The National Association of Black Journalists (NABJ), like any other association would be, was undoubtedly excited to offer a star-studded event to its members. Last week, the organization announced that members at its national convention in Minneapolis would be able to attend an exclusive event with musical legend Prince.
A total of 873 attendees took part in the visit to Paisley Park, Prince’s recording studio, late Saturday night, after paying a $20 cover and, in many cases, expecting a performance from the renowned artist. So far, so good. But what followed was an “unusual night,” in the words of Minnesota Star Tribune music critic Jon Bream.
“The most extraordinary thing about Saturday was that precious little Prince music was played,” Bream reported, explaining that after the artist gave a minute-long speech, a DJ played just two songs from his upcoming album.

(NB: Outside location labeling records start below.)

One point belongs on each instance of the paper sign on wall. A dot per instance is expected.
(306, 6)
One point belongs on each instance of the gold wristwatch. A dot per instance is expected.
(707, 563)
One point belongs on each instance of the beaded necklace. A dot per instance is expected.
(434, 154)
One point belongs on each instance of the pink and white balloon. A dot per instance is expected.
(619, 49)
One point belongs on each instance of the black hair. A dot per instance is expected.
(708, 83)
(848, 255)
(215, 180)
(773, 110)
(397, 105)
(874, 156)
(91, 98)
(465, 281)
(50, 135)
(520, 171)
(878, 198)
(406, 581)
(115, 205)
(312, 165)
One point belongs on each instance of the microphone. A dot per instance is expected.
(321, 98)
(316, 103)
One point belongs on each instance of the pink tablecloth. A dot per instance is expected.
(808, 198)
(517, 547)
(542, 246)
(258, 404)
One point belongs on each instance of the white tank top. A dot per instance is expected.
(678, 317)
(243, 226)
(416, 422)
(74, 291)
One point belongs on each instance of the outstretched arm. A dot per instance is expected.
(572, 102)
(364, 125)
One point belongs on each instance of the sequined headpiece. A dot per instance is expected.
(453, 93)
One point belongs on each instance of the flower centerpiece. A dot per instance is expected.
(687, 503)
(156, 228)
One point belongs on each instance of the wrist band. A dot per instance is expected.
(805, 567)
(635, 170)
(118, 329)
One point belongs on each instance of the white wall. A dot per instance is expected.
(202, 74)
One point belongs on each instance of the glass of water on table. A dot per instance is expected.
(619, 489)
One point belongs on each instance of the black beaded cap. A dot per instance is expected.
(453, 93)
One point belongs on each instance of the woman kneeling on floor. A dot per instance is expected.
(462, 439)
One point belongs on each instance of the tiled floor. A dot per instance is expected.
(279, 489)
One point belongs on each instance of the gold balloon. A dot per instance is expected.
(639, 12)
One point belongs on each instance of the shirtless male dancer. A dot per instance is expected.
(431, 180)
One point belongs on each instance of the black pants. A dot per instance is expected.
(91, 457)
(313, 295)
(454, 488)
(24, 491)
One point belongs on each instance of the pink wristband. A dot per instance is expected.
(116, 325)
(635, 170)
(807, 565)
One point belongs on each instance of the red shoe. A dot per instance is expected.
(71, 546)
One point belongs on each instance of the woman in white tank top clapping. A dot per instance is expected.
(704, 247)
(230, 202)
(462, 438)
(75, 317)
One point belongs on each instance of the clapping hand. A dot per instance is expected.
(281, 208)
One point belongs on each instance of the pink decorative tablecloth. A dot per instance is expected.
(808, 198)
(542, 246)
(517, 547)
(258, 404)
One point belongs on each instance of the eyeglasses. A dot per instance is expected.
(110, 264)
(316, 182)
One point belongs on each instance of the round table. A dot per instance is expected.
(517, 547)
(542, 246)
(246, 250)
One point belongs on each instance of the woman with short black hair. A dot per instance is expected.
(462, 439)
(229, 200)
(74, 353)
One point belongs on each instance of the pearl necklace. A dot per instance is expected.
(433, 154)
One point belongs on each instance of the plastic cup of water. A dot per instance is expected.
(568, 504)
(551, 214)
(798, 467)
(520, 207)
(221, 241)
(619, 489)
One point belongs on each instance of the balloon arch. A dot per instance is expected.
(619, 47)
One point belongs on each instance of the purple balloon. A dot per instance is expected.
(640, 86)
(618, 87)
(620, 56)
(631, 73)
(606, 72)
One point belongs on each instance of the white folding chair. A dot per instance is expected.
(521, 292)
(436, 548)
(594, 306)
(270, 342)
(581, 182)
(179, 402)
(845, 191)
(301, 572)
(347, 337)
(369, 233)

For those expecting a more extensive appearance from Prince or a live performance, the event was a big disappointment. But as The Wrap‘s Anita Bennett reported, for some that frustration was aimed at the “Purple Rain” maker, not NABJ:
“Washington Post columnist Michelle Singletary offered an even more harsh assessment. ‘I’m pissed. I want my money back,’ Singletary said, as she explained she wasn’t upset with NABJ or the local chapter, which organized the event, but with the artist himself.”
Note-taking of the Day
— Heather Pownall (@HeatherPownall) August 10, 2015
When attending a conference like ASAE’s Annual Meeting & Exposition, some people type up notes in a Word document and others scribble a few words in a bulleted list. But when we saw the notes above, we just had to give Heather Pownall, senior manager of portfolios and product management at the American Institute of Certified Public Accountants, a shout-out.
Other Good Reads
As your association builds out its social strategy, don’t forget about Vine, which has flown under the radar to become one of the most popular and creative platforms around. Quartz tech editor Dan Frommer has the full story.
It’s time to double-check your organization’s YouTube ads. As Business Insider advertising editor Lara O’Reilly reports, Google has mandated that marketers buy YouTube ads through its own channels or via the video-sharing site itself, as opposed to using third-party groups.
“The majority of associations, like most organizations in other sectors, are unable to see the world from their members’ perspective.” That’s one of the central problems explored in The Demand Perspective: Leading From the Outside In, by Anna Caraveli (ASAE Association Management Press, 2015), an excerpt of which you can read via SocialFish.